Vail Family: Less pampering will help our kids
Vail, CO Colorado
VAIL, Colorado –My mother cut my meat for me. Until I was a teenager. That should give some hint of insight into the kind of mother I became.
I have four kids and when they were little, I actually peeled their grapes if they didn’t like the skin. I would literally stand there at the kitchen counter, take my paring knife to the lovely, fragile grape, and delicately tear back the skin as if I were performing a circumcision. My kids were home-schooled for many years, so I was also their short order cook – I took four different orders for breakfast, happily preparing four different feasts.
The sick and twisted part of this was I loved it. Nothing pleased me more than pampering these small folks. They really appreciated it too, not like many kids out there who ruthlessly took their parents for granted. My kids were – and still are – appreciative, thoughtful and kind, eagerly complimenting my cooking while at the same time tossing me their laundry.
What could be better than that? This is the goal, right? Kind, courteous kids who give you a smile as you scrub their bathtub and say thanks for driving all over town to pick up and deliver their friends at all hours on Saturday.
In my travels, however, there is one thing I’ve noticed above all. Kids in the rest of the world are not spoiled this way. This over-indulging of children is strictly an American tradition and, I’m afraid, is quickly replacing baseball as the national pastime.
My first clue that this was, perhaps, not the ideal way to parent was when my oldest son went off to college. The poor kid couldn’t do a load of laundry, couldn’t clean a toilet, could barely brush his own teeth –you get the picture. I thought I was doing so much for him all those years at home, freeing up his time to concentrate on his studies, sports and friends. I was being the ultimate mom, right? Unfortunately, I may have missed the bigger picture. Because at the end of the day, isn’t our aim to raise courteous kids, yes, but also capable, self-reliant adults who can match their own socks?

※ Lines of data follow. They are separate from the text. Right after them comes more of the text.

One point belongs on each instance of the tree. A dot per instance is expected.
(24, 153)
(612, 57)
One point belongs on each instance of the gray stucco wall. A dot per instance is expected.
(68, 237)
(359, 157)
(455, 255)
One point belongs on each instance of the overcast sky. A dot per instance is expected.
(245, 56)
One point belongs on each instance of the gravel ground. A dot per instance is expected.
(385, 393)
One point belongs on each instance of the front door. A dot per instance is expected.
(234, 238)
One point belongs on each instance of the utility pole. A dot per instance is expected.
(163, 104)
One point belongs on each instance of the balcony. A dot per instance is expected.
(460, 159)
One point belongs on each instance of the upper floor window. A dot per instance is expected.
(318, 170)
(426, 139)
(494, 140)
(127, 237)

Increasingly, studies show our children can’t compete in the marketplace. Our kids are becoming lazier, they are poor time managers and have little to no accountability. They quit when things get tough. In short, more and more kids are expecting less of themselves. Could it be that we as parents are expecting less and less of them too?
My 16 year-old son, who attended Vail Ski and Snowboard Academy last year, had an extraordinary and impressive gentleman, originally from Tanzania, come to the school as a guest speaker. My son was astonished by this man’s upbringing. The gentleman talked about his family life, explaining that the children in his culture did everything for the parents. The same is true in many parts of the world where often men and women conceive children simply to help families subsist.
The idea of parents in servitude to their children was completely foreign to this gentleman. “Not so foreign to me,” I said, as I organized my son’s shelves and brought him a fruit and cheese plate.
Recent studies show less than 20 percent of children help set the table each night for dinner. As few as 3 percent know how to balance a checkbook.
As a person who defines myself by the kind of mother I am, I want to make sure my three kids still at home benefit from a more balanced workload. Occasionally interrupting their homework, after-school activities, or all-important texting, to teach them about finances, managing their time, cooking a balanced meal, and (dare I say?) doing their own laundry may be the best gift I can give them as a parent.
I’ll try to cut back my pampering and compel them to look after themselves. Perhaps if we, as parents, expect great things of our children, pushing them to become a little more self-sufficient each year, they too might expect great things of themselves and grow to be the talented, industrious individuals we know they are meant to be.
Update: My oldest is doing fine and made himself a lasagna last night. I explained it over the phone. Perhaps it’s never too late.